When you first place earbuds in and install the app on your phone the NuraTrue earbuds run a series of tones to measure how your ears respond. I know that having advanced in years somewhat my ability to hear higher frequencies has sadly diminished, so it’s good to know that there are headphones out there that will effectively compensate for this.
You can easily compare the sound with and without the profile activated in the app and there’s no doubt they sound a lot better with it activated. Indeed, there seems little point in using Nura headphones unless you have the profile activated.
Once I got a good seal by using the correct sized ear tip or foam I found the NuraTrue to produce very impressive sound quality.

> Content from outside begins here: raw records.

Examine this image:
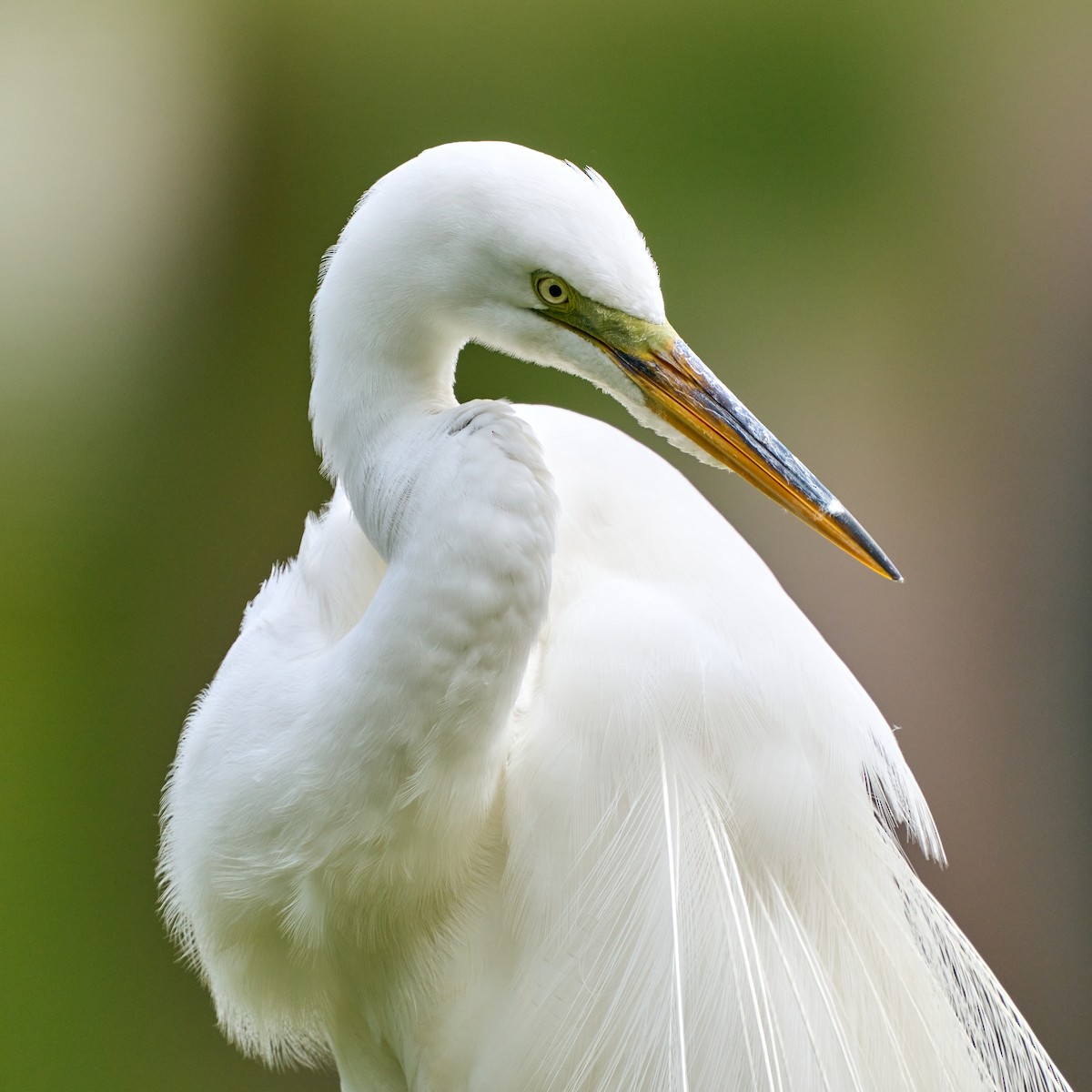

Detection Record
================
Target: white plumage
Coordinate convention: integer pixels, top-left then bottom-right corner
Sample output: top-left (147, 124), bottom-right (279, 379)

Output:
top-left (160, 144), bottom-right (1067, 1092)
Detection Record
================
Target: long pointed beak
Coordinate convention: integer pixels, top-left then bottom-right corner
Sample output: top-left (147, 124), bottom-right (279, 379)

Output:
top-left (600, 327), bottom-right (902, 581)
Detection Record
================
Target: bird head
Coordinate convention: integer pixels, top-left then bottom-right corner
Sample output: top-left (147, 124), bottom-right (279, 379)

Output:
top-left (312, 142), bottom-right (902, 580)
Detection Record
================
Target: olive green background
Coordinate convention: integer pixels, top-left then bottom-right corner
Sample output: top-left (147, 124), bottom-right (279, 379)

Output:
top-left (0, 0), bottom-right (1092, 1092)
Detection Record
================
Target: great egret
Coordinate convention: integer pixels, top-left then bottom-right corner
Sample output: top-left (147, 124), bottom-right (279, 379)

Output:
top-left (160, 143), bottom-right (1067, 1092)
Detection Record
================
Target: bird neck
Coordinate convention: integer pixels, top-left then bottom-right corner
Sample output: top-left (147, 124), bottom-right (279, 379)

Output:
top-left (311, 303), bottom-right (557, 838)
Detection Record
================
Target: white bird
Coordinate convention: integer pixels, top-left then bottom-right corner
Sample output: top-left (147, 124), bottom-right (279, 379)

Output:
top-left (160, 143), bottom-right (1068, 1092)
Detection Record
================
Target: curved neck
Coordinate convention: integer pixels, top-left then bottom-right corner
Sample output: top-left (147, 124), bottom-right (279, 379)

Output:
top-left (311, 273), bottom-right (557, 852)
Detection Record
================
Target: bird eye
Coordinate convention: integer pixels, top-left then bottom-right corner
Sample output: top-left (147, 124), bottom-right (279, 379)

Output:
top-left (535, 277), bottom-right (571, 307)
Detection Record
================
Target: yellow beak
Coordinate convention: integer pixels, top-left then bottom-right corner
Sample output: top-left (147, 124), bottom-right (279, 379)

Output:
top-left (612, 326), bottom-right (902, 581)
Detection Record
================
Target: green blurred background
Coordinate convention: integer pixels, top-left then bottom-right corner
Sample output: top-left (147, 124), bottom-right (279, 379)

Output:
top-left (0, 0), bottom-right (1092, 1092)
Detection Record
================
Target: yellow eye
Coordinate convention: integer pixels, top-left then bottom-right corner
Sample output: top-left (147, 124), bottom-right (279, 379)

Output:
top-left (535, 277), bottom-right (571, 307)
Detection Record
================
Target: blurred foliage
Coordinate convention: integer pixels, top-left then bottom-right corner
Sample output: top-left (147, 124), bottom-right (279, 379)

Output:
top-left (0, 0), bottom-right (1092, 1092)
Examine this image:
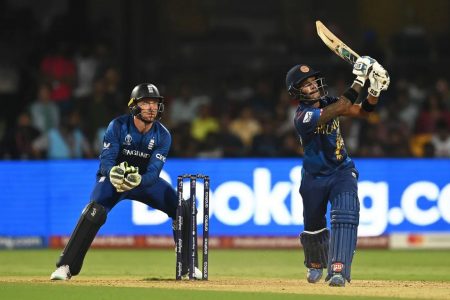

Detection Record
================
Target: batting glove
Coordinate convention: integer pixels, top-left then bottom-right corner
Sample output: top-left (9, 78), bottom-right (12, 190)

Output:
top-left (353, 56), bottom-right (377, 86)
top-left (368, 63), bottom-right (391, 97)
top-left (109, 161), bottom-right (128, 192)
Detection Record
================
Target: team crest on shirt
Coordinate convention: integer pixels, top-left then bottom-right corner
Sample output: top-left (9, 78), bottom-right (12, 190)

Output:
top-left (303, 111), bottom-right (312, 123)
top-left (123, 134), bottom-right (133, 146)
top-left (147, 138), bottom-right (155, 150)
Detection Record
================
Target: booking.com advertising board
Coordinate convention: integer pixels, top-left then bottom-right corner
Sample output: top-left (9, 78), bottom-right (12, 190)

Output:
top-left (0, 159), bottom-right (450, 237)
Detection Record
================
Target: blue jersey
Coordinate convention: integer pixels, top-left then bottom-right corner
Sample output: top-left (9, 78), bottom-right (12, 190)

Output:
top-left (97, 115), bottom-right (172, 186)
top-left (294, 97), bottom-right (354, 176)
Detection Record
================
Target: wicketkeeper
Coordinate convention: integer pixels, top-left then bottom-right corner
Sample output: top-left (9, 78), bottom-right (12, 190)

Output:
top-left (286, 56), bottom-right (390, 286)
top-left (50, 83), bottom-right (202, 280)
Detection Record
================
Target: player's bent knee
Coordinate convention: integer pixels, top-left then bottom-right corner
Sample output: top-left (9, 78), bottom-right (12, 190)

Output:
top-left (330, 193), bottom-right (359, 225)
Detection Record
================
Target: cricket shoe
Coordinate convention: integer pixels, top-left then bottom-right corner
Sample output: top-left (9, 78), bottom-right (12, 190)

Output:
top-left (50, 265), bottom-right (72, 280)
top-left (330, 273), bottom-right (345, 287)
top-left (183, 267), bottom-right (203, 280)
top-left (306, 268), bottom-right (323, 283)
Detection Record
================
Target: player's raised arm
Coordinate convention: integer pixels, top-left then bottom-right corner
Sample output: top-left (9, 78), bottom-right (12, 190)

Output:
top-left (344, 62), bottom-right (390, 117)
top-left (319, 56), bottom-right (378, 124)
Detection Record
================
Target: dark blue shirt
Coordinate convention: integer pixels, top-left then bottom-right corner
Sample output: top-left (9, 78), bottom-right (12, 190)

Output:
top-left (97, 115), bottom-right (172, 186)
top-left (294, 97), bottom-right (354, 176)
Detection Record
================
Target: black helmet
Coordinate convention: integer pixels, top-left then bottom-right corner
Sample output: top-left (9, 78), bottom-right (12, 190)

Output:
top-left (286, 64), bottom-right (327, 101)
top-left (128, 83), bottom-right (164, 117)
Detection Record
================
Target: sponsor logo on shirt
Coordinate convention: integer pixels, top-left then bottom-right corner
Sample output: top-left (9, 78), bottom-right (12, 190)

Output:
top-left (122, 149), bottom-right (150, 158)
top-left (156, 153), bottom-right (166, 162)
top-left (147, 138), bottom-right (155, 150)
top-left (303, 111), bottom-right (312, 123)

Sure, swapping over to larger over-the-ear headphones such as the NuraPhones showed the limitations of a bud, but the NuraTrues did a great job at presenting a balanced soundstage with good bass and plenty of detail. I had to reign in the “Immersion mode” to ensure bass didn’t swamp the soundstage but with care, the NuraTrue offered a good overall balance of sound and I was able to pick out parts of instruments and even picked out some details that I’d not noticed before. They’re an enjoyable listen whether it’s the futuristic sound of the Weekend the rock of Van Halen or for just listening to podcasts, the Nurabuds gave a deliciously detailed 3D sound that belied their size.
Should you buy them?
With an RRP of $199/£199/AU$299, the NuraTrue are a relatively expensive option. However, they still undercut the Apple Airpod Pros that also offer gesture control and active noise cancellation. Thanks to their personalised sound feature, they do sound excellent, and if you are looking for an alternative to the Airpod’s or have an Android phone, it’s easy to recommend the NuraTrue earbuds. And if you can pick them up for a discount, such as the £160 they on offer for at the time of writing, then frankly they’re a steal.